La sentenza di primo grado, basata sulle prove testimoniali che, secondo il primo Giudice, avevano confermato lo svolgimento di mansioni corrispondenti al livello successivo, è stata ribaltata dal Giudice d’appello in ragione di una diversa letture delle medesime testimonianze.

Consapevoli, difatti, che non sarebbe stato possibile proporre nuove prove in grado di appello, la nuova difesa dell’Azienda, diversa da quella di primo grado, proponeva una diversa lettura delle medesime testimonianze alla luce di una più approfondita indagine delle norme della contrattazione collettiva.

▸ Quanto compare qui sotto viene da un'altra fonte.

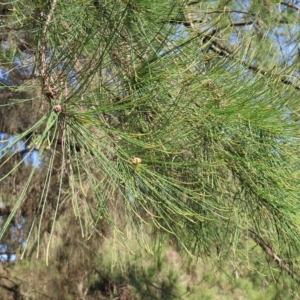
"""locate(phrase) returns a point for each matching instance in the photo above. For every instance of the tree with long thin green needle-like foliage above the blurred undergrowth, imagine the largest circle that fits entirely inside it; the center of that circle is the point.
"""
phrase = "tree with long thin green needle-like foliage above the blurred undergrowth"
(175, 118)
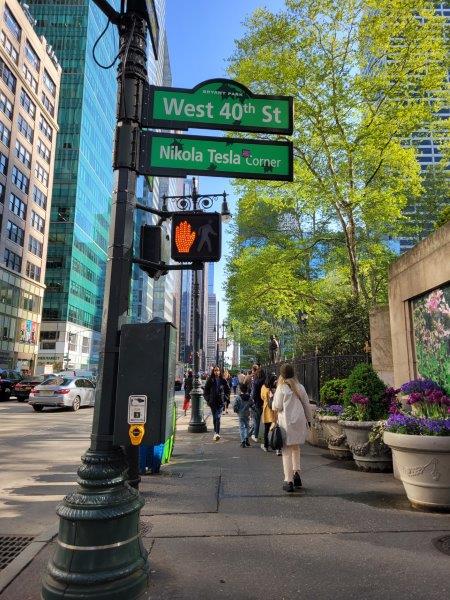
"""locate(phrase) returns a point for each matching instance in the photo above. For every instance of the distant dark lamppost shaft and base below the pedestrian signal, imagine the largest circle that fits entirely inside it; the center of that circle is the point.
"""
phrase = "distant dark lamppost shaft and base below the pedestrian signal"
(197, 423)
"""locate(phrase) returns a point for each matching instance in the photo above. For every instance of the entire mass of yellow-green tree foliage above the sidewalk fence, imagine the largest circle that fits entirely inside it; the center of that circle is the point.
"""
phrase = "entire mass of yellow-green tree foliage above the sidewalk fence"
(361, 73)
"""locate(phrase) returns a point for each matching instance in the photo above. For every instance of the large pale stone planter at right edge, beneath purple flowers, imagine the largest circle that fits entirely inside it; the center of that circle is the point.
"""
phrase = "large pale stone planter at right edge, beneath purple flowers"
(423, 465)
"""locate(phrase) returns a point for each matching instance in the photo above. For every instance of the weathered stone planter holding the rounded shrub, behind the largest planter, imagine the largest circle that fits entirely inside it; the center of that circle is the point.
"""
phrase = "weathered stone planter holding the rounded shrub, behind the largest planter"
(369, 456)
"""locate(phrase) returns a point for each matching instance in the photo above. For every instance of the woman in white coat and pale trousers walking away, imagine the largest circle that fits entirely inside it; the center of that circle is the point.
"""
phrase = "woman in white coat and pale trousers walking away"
(291, 404)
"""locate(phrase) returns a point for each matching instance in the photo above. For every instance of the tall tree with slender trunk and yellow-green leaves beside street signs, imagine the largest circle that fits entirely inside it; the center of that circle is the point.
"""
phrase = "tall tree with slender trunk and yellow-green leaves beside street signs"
(361, 73)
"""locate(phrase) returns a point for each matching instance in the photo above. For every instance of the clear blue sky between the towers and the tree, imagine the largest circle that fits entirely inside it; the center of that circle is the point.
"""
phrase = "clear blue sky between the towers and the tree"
(201, 36)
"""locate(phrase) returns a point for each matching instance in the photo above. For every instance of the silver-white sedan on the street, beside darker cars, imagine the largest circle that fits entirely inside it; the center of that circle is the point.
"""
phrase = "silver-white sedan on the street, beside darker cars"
(69, 392)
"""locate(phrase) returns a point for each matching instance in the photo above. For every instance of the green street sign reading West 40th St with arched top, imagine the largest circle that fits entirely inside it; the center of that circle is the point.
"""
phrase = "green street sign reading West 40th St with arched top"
(216, 104)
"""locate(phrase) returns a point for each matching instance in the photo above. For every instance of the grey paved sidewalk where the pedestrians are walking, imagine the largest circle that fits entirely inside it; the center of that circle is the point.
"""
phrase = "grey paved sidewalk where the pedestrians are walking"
(218, 525)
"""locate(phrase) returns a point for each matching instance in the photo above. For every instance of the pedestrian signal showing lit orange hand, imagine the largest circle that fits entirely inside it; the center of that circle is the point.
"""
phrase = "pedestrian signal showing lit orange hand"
(196, 237)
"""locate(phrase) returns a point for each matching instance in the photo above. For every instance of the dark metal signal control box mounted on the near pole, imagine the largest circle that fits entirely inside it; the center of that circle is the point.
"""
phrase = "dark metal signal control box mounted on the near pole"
(145, 382)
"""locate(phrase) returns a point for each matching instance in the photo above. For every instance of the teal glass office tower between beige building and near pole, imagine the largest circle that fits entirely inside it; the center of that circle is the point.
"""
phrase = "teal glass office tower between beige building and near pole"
(82, 188)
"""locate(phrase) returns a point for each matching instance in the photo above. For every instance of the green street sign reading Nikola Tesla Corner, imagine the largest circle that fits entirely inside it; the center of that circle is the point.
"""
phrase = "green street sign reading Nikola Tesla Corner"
(181, 155)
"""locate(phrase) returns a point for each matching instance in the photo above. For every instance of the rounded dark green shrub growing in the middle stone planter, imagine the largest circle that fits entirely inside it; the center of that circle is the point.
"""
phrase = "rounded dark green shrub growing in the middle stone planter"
(364, 380)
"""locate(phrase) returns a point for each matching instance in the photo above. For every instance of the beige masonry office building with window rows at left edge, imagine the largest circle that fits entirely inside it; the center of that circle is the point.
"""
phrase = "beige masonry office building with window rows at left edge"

Il tema, in particolare, era legato alla diversa autonomia nello svolgimento delle mansioni da parte del dipendente. La Corte, in tal senso, in aderenza alla tesi proposta, ha chiarito che seppur i testi avessero sostenuto che il lavoro fosse svolto “in piena autonomia”, “detta affermazione, risultando carente di qualunque specificazione ulteriore, rimane un elemento che, lungi dall’essere decisivo, come di contro ritenuto dal giudice di prime cure, appare del tutto insufficiente per potere ravvisare quella autonomia operativa connotata da maggiori margini di discrezionalità propria del livello V rispetto a quella caratterizzante il IV livello”.